Winter watched the man step closer and closer to Karience, but she didn’t notice the second man until too late. He had come up nearly beside her.
His hand shot out, and Winter screamed.
“Quiet!” he shouted.
Winter felt herself lifted from the ground, one arm pinned, but the other free to yank on her attacker’s hair. In a brief glance, she found to her horror that Karience had been distracted by the commotion, and was fighting the man for the weapon.
“Kill her! Kill the Oracle!” shouted the man wrestling with Karience.
Winter tore as hard as she could at the man’s hair but he seemed not to care. Suddenly, he twisted on her, and then his arm squeezed around her neck, his bicep pushing like a rock into her windpipe. She clutched weakly at the man’s arms. The sound of the weapon shooting electricity sounded faintly in her ear. She heard a sickening scream. A man’s scream. It was hollow, as if death had already burned his soul from
his body.
The man who was strangling her suddenly slackened his chokehold and turned.

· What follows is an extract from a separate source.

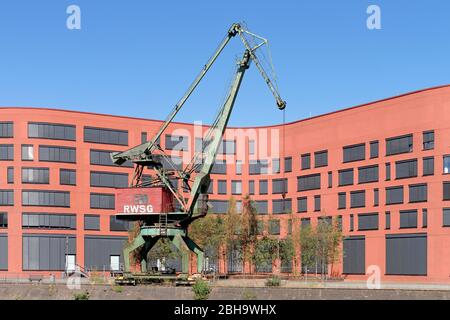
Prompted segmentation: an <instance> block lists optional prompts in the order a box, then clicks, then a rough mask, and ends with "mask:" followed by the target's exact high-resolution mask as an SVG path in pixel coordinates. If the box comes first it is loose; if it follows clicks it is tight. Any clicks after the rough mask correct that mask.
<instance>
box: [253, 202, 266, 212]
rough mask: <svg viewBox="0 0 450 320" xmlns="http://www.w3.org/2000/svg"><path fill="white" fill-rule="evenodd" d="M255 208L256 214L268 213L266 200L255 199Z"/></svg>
mask: <svg viewBox="0 0 450 320" xmlns="http://www.w3.org/2000/svg"><path fill="white" fill-rule="evenodd" d="M255 208H256V212H257V213H258V214H268V213H269V206H268V202H267V200H257V201H255Z"/></svg>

It was enough for her to gasp in a breath then shove her palm into the man’s mouth. The blow bent him backwards—and then electricity raked through his body. She felt the energy, every hair standing on end. The man writhed and shook unnaturally—his proximity making the gruesome spectacle all the more horrific. Finally his mouth opened to scream but only smoke came out.

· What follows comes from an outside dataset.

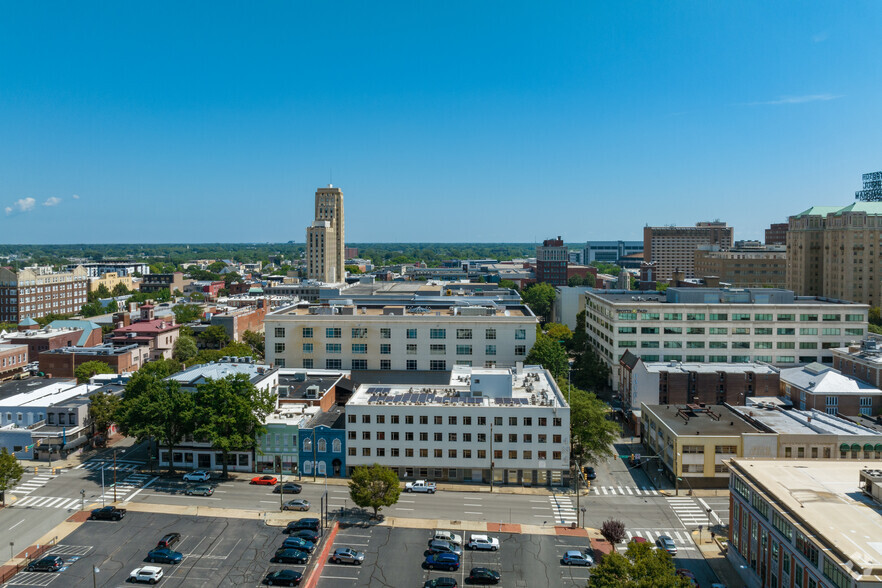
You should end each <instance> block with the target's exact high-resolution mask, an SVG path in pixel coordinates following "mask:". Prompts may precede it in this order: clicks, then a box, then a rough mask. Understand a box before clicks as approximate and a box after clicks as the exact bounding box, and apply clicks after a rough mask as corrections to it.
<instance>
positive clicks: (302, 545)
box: [282, 537, 315, 553]
mask: <svg viewBox="0 0 882 588" xmlns="http://www.w3.org/2000/svg"><path fill="white" fill-rule="evenodd" d="M282 547H286V548H288V549H299V550H300V551H306V552H307V553H312V550H313V549H315V543H313V542H312V541H307V540H306V539H301V538H300V537H286V538H285V540H284V541H282Z"/></svg>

The body collapsed upon the ground, small flames licking through the eye sockets.
Winter turned away from the revolting image and found the weapon in the hands of the man who had not spoken.
Karience stood beside him, a trickle of blood running from her nose.

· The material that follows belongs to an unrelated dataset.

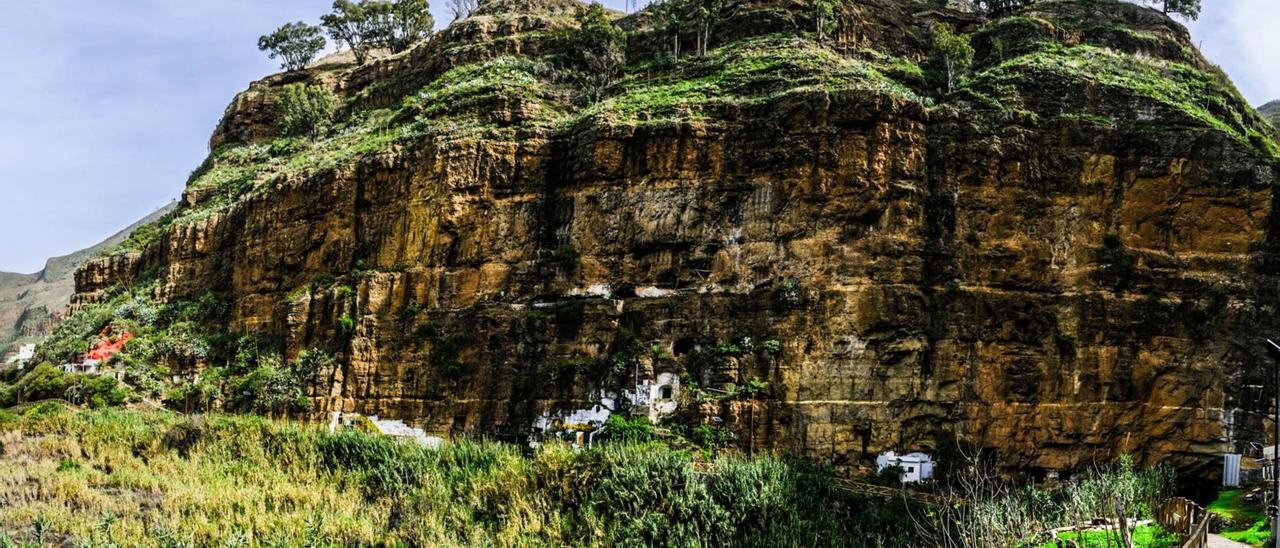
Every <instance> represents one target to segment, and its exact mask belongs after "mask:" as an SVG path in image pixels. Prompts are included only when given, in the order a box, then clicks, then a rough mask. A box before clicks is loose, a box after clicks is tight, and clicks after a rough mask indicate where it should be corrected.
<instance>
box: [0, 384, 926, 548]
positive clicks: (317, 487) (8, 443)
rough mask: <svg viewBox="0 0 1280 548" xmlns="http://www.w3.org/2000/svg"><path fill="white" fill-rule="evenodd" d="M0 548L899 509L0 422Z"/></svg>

“Are you alright?” the man asked.
A flood of tears filled Winter’s eyes. She could still feel the tightness of the man’s arm around her neck.
The nearness of death.
_____
KARIENCE
The man who had saved she and Winter’s lives had introduced himself as Dicameron, and he led them now down the long passage to Bridge’s Loamian domicile. After leaving the room with the three dead men, and a large host of security forces, they’d followed him to the moving platform, riding it for a time, and then had exited and entered another dark tunnel. Five armed security members took up the rear as Dicameron navigated the underground city. The number of protectors surrounding them only added to her anxiety. Karience’s mind was reeling from the experience of having killed a man. His contorted face, the horror of his death.
She had kept her arm around Winter during the entire journey and Winter had done the same. Karience drew strength from Winter’s warmth; a powerful connection bound them now. Strangely, Karience felt almost like a mother holding her daughter. She was thankful Winter’s tears had gone. It had been hard enough holding back her own, but she knew she had to be strong.